The authors of [86] designed a nested ensemble filter-wrapper hybrid feature selection method consisting of two stages. In the filtering stage tree-based ensemble consisting of random forest and extra tree classifiers are used to evaluate individual feature importances and the top 20 features are fed to the second stage in which random forest-based sequential backward selection is applied to eliminate the remaining redundant and correlated features. Extensive empirical testing showed that the proposed methodology significantly outperforms the benchmarks algorithms especially on multi-class datasets. A multi-filter hybrid method was developed in [87] for cancer classification. Three filter methods are employed to rank the features. The top candidates from each filter are merged, and a genetic algorithm-based wrapper is then applied to select an optimal feature subset. This multi-filter approach not only reduces redundancy, but also improves classification accuracy compared to using a single filter.

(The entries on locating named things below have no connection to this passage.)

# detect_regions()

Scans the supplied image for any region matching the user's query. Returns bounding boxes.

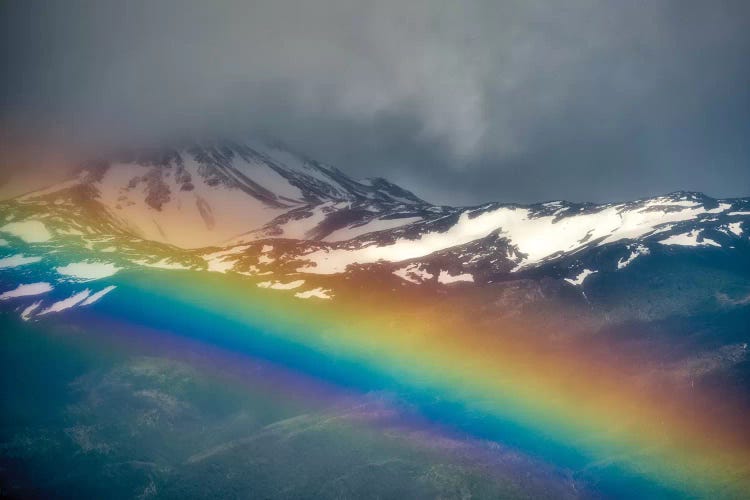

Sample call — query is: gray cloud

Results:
[0,0,750,203]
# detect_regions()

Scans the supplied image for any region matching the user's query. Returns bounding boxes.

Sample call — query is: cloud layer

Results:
[2,0,750,203]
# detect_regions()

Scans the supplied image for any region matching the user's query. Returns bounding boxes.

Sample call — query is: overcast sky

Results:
[0,0,750,204]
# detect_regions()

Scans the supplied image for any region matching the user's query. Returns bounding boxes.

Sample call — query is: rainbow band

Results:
[32,271,750,498]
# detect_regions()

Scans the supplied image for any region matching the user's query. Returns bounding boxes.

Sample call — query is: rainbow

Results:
[33,271,750,498]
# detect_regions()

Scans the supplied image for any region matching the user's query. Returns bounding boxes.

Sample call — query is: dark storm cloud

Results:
[0,0,750,203]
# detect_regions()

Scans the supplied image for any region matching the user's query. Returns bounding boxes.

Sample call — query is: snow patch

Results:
[323,217,422,241]
[81,285,117,306]
[136,257,190,271]
[617,245,651,269]
[55,262,120,281]
[258,280,305,290]
[294,288,333,299]
[393,264,433,284]
[438,271,474,285]
[21,300,42,321]
[727,222,742,236]
[0,220,52,243]
[298,199,706,274]
[0,254,42,269]
[565,269,599,286]
[39,288,91,316]
[659,230,721,248]
[0,282,52,300]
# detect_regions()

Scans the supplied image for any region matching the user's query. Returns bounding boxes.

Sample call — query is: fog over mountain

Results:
[0,0,750,204]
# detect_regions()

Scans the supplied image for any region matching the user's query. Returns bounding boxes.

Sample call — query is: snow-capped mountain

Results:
[0,142,750,324]
[18,142,426,248]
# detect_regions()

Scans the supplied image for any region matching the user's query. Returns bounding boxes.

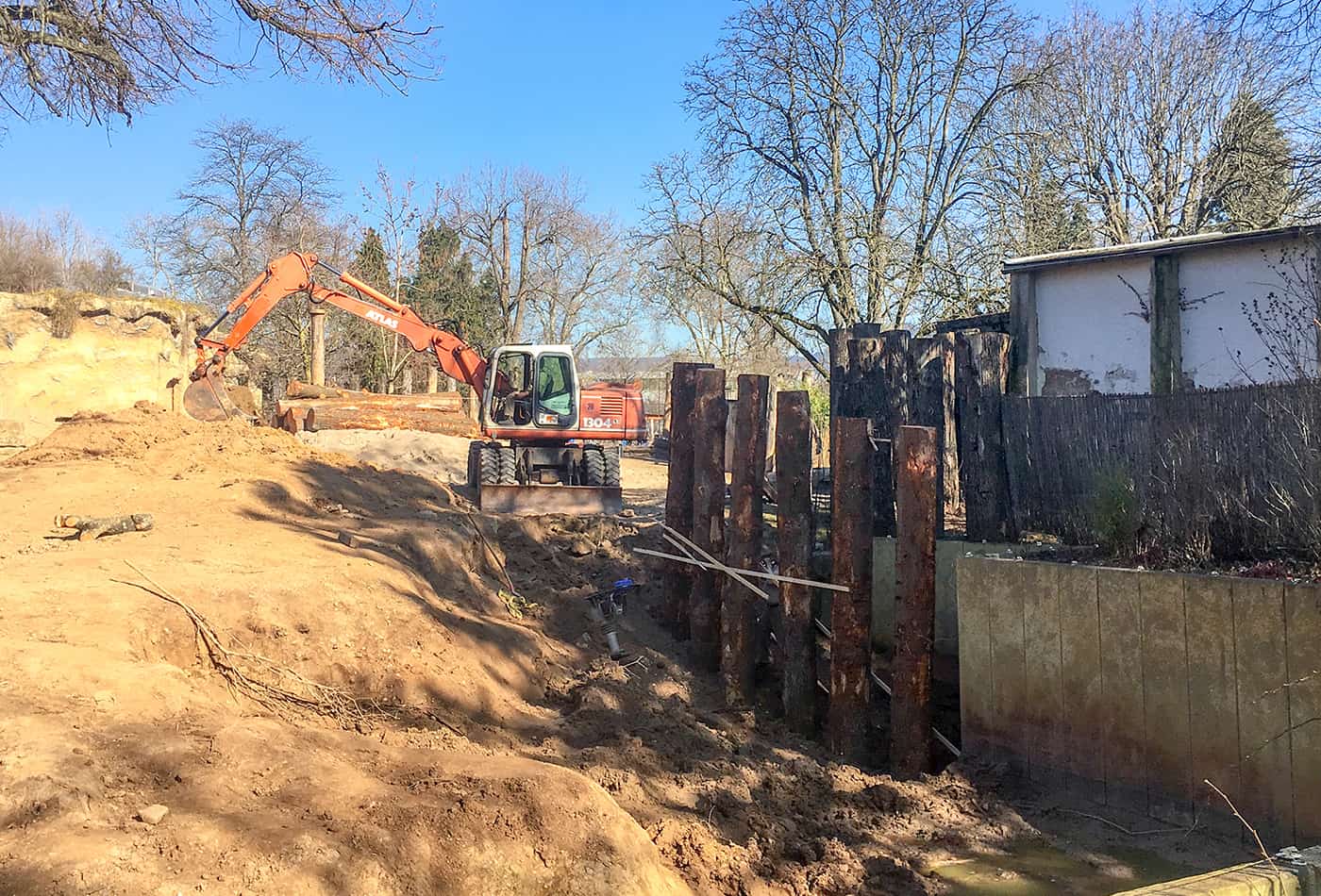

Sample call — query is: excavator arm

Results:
[184,252,486,420]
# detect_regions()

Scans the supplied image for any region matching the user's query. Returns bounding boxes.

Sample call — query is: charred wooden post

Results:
[891,426,941,777]
[827,417,875,757]
[720,373,770,704]
[937,333,963,520]
[955,333,1017,541]
[308,305,327,386]
[776,392,816,735]
[661,361,711,640]
[688,370,729,672]
[913,337,945,533]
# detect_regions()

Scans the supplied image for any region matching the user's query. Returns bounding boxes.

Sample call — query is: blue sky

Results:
[0,0,1083,249]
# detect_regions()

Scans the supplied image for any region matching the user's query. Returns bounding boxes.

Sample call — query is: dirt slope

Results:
[0,406,1031,893]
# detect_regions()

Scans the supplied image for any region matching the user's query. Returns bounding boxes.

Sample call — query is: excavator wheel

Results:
[499,446,518,486]
[478,445,501,486]
[582,445,605,486]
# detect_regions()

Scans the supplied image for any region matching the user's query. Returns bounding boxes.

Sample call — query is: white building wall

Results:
[1179,241,1317,388]
[1036,257,1150,394]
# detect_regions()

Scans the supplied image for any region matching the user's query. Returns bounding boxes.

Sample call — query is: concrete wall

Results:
[1033,252,1150,394]
[1014,236,1321,394]
[1179,241,1317,388]
[872,539,1045,655]
[958,558,1321,846]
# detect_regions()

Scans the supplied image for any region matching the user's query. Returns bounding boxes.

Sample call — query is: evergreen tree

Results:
[407,221,503,354]
[1202,95,1294,229]
[344,227,393,392]
[353,227,390,295]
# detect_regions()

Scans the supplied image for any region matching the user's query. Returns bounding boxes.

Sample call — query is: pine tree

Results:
[344,227,391,392]
[1202,93,1294,229]
[353,227,390,294]
[409,221,502,353]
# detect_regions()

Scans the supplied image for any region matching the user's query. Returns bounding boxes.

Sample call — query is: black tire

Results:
[498,446,518,486]
[479,445,499,486]
[582,445,605,486]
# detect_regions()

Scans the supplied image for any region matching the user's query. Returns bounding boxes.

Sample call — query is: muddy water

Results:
[932,843,1196,896]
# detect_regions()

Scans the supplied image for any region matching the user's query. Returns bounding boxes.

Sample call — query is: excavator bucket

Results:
[184,373,257,421]
[477,483,624,516]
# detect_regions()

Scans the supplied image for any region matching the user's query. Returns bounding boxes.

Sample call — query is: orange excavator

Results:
[184,252,646,513]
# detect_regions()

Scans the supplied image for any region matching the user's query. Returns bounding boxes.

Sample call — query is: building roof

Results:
[1004,223,1321,274]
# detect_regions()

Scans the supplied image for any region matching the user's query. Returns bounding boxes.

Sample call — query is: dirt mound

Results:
[6,401,307,466]
[0,406,1125,896]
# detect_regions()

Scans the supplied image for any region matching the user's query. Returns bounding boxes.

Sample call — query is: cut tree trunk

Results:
[56,513,156,541]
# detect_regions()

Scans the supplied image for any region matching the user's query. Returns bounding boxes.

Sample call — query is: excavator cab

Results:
[482,346,578,432]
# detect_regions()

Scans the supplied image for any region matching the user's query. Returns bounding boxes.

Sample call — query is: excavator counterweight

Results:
[184,252,646,513]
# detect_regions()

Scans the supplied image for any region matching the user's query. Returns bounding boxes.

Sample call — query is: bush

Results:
[50,294,82,340]
[1091,470,1143,556]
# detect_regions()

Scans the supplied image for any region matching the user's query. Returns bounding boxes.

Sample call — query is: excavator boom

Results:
[184,252,486,420]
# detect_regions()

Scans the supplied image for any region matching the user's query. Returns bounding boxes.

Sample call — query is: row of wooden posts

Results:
[663,363,952,776]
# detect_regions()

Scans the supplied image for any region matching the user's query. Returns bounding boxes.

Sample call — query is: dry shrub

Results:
[50,294,82,340]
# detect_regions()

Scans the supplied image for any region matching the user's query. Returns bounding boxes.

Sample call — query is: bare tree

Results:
[436,166,584,341]
[528,208,638,353]
[362,163,422,392]
[635,157,797,367]
[0,0,433,122]
[1036,8,1315,242]
[169,120,336,305]
[687,0,1038,340]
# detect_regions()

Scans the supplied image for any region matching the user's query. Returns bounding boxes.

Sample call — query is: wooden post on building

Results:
[776,392,816,735]
[891,426,941,778]
[938,333,963,520]
[688,370,729,672]
[308,305,326,386]
[913,337,952,533]
[955,333,1017,541]
[661,361,711,640]
[827,417,875,757]
[720,373,770,704]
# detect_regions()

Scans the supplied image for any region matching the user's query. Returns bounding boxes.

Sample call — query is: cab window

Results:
[536,355,574,425]
[492,351,532,426]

6.2. Graph Theory-Based Feature Selection

Graph theory-based feature selection methods have gained prominence due to their ability to model complex feature relationships effectively. By representing features as nodes and defining edges based on similarity measures, these methods facilitate a structured analysis that enhances the selection process [88,89].

A fundamental approach in graph-based feature selection involves constructing an undirected graph, where each feature corresponds to a node, and the edges represent dependencies or interactions between them. In cancer classification, for instance, Zhou et al. [88] proposed a method utilizing the maximum mutual information coefficient to establish relationships among genes. The approach identifies core features within the graph, ensuring the selection of an informative subset that minimizes redundancy while preserving classification accuracy. The methodology has demonstrated improvements in predictive performance compared to traditional selection techniques.

Graph-theoretic approaches have also been applied in supervised learning settings. Rostami et al. [89] introduced a multi-objective optimization framework for selecting relevant genes in microarray data. The method employs centrality measures and community detection to identify genes that exhibit strong dependencies with class labels while maintaining diversity among selected features. The optimization framework effectively balances feature relevance and redundancy, leading to more robust and interpretable selections.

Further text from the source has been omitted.